Bank stocks, which sank the day before, rose the most of the 10 industry groups in the index.
Homebuilders including Toll Brothers and KB Home rose after the Case-Shiller report. So did homebuilder Lennar, which also reported quarterly results that beat analysts' expectations. In the afternoon, Lennar was up 15 cents, 0.4 percent, to $35.14.
Investors appeared less worried about the Fed slowing its bond-buying program. Last Wednesday, Federal Reserve Chairman Ben Bernanke said that he expects the central bank to stop buying $85 billion-a-month in bonds by the middle of 2014 if it feels the economy can manage without that stimulus.
Over the next four days, the Dow had three triple-digit selloffs. Since May 21, the day before Bernanke first hinted at a possible Fed pullback, the Dow has fallen 4 percent.
Jonathan Lewis, chief investment officer at Samson Capital Advisors, said he thought that the market's Tuesday morning gain was partly due to investors taking a less reactive view of the Fed's potential plans.
"This is the day," Lewis said, "where the dust appears to be settling."
Though Tuesday's economic news pushed stocks higher, that wasn't the guaranteed reaction. Investors have sold stocks after positive reports in recent weeks, afraid that the Fed would pull back on its stimulus too quickly.
Stocks could fall later this week because the second quarter ends Friday, and money managers need to book profits for their clients.
The stronger economic news led investors to sell U.S. government bonds, a sign that they're more comfortable putting money in stocks. The yield on the 10-year Treasury note, a benchmark for many types of loans, rose to 2.59 percent from 2.54 percent late Monday. That's part of a longer-term trend: Investors have been selling bonds in anticipation of the Fed winding down its bond-buying program.

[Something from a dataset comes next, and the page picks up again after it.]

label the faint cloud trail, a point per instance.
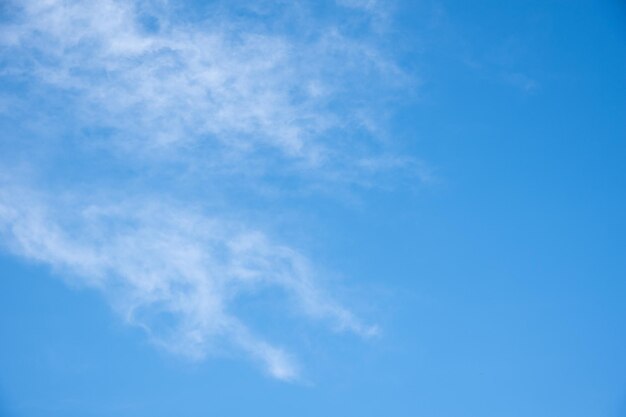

Earlier in Asia, the Shanghai Composite Index pulled back from steeper losses to close down 3.73 points, or 0.2 percent, to 1,959.51. The index fell 5 percent the day before, its biggest loss in four years.
The index recovered after China's central bank tried to quell fears that the country faces a credit crisis.
The central bank promised "liquidity support" if needed after a shortage of money in credit markets caused the interest rate that banks must pay to borrow from each other to spike last week.
The price of gold fell $2.20 to $1,274 an ounce, and the price of crude oil rose 5 cents to $95.23 a barrel.
Among stocks making big moves:
- Walgreen, the nation's largest drugstore chain, slipped after reporting earnings and revenue that missed analysts' expectations. Walgreen's stock fell $3.08, or 6.4 percent, to $44.97.
- Barnes & Noble dipped after reporting a loss that more than doubled in the latest quarter. The bookseller struggled to compete with online retailers and its Nook e-book continues to lose money. The stock fell $3.34, or 17.7 percent, to $15.48.
- Clothing chain Men's Wearhouse rose after saying it had fired executive chairman George Zimmer, the company's founder and star of its TV commercials, because he had advocated for "significant changes that would enable him to regain control." The stock rose $1.97, or 5.6 percent, to $37.10.